The community RAPP brainstem has one wire-level move that does most of its multi-tenancy work:

self.storage_manager.set_memory_context(user_guid)

Before each request handles memory, the storage manager swaps its current_memory_path to point at that user’s namespace: memory/{user_guid}/user_memory.json. After the call, it switches back. Same agent code, N users isolated by directory.

The swarm server takes the same idea and adds a second axis. Now there are two GUIDs per request: swarm_guid (which collection of agents are loaded?) and user_guid (whose memory inside that collection?). The disk layout is just the cross-product:

~/.rapp-swarm/swarms/
  <swarm_a_guid>/
    agents/*.py                   ← swarm A's bundle
    manifest.json                 ← swarm A's name, soul, etc.
    memory/
      shared/memory.json          ← anonymous calls to swarm A
      <user_x_guid>/memory.json   ← user X talking to swarm A
      <user_y_guid>/memory.json   ← user Y talking to swarm A
  <swarm_b_guid>/
    agents/*.py                   ← swarm B's bundle (different agents!)
    manifest.json
    memory/
      shared/memory.json
      <user_x_guid>/memory.json   ← user X talking to swarm B (separate from A)

Two swarms can have completely different agent sets. Swarm A is the sales swarm with HackerNews + LeadScorer + EmailDrafter. Swarm B is the ops swarm with PagerDuty + Datadog + Runbook. They live in the same server process, in different directories, with different tool surfaces.

The same user has different memory in each swarm. User X’s preferences in the sales swarm don’t bleed into the ops swarm. The model never sees one swarm’s memory while serving the other.

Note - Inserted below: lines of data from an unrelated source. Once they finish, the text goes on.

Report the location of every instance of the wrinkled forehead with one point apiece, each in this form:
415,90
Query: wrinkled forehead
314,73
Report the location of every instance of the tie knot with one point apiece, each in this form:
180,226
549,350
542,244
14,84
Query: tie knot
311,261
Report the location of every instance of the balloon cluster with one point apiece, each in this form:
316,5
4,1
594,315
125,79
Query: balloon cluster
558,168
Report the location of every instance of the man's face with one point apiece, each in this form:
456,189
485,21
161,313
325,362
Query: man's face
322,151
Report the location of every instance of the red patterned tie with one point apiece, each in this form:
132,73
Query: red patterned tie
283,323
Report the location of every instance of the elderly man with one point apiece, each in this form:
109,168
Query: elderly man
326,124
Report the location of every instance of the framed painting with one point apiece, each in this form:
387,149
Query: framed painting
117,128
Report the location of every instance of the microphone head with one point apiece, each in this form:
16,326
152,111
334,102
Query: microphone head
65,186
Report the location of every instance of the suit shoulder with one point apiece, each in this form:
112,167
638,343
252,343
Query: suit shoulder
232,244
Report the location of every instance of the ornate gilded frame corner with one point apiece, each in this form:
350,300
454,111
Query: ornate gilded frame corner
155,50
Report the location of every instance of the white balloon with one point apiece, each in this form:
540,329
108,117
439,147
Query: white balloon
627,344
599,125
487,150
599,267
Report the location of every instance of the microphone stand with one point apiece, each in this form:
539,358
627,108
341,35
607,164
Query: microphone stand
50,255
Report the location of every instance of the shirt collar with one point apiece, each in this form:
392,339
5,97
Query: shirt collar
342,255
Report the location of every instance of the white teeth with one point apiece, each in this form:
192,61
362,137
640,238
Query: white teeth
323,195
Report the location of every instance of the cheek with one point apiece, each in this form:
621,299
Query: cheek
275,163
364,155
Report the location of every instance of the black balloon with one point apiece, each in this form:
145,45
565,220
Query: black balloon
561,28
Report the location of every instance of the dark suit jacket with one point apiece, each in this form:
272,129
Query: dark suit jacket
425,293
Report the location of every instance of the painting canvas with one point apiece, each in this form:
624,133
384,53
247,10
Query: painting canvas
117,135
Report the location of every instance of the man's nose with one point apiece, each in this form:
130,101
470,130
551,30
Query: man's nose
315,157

The whole isolation story is two GUIDs and a path concatenation. There’s no namespaces concept, no tenant table in a database, no Kubernetes pod per swarm. There’s just swarms/<a>/memory/<x>/memory.json and swarms/<b>/memory/<x>/memory.json being different files.

How a request gets routed:

def execute(self, swarm_guid, agent_name, args, user_guid):
    agents = self.load_agents(swarm_guid)        # cached after first load
    agent = agents.get(agent_name)
    mem_path = self.memory_path(swarm_guid, user_guid)
    mem_path.parent.mkdir(parents=True, exist_ok=True)
    os.environ["BRAINSTEM_MEMORY_PATH"] = str(mem_path)
    try:
        return {"status": "ok", "output": agent.perform(**args)}
    finally:
        os.environ.pop("BRAINSTEM_MEMORY_PATH", None)

Agent files don’t know about swarms. They don’t know there are other tenants. They read and write BRAINSTEM_MEMORY_PATH like a regular env-var-configured file. The server swaps the env var around each call. The agent contract is unchanged.

Why this scales:

A swarm endpoint hosting 100 swarms with 50 users each (5000 memory namespaces) is just 5000 small JSON files on disk. No database. No connection pool. No cluster. The only shared state is the loaded-agent cache (one entry per swarm, evicted by LRU if you wanted; we currently never evict because agent counts are small).

Throughput is bounded by Python’s stdlib HTTP server (a few hundred req/s on a laptop). For chat-shaped workloads — every agent call comes from one user typing into a UI somewhere — that’s enough for thousands of concurrent users.

When it stops being enough, you switch to Azure Functions with Azure File Storage instead of local disk. Same path layout. Same env var. Same agent code. The wire contract stays /api/swarm/deploy and /api/swarm/{guid}/agent. Your laptop and the cloud become interchangeable backends.

GUID routing on one endpoint is not a workaround for not having Kubernetes. It’s the right primitive for tenant isolation in the chat-shaped problem we’re actually solving.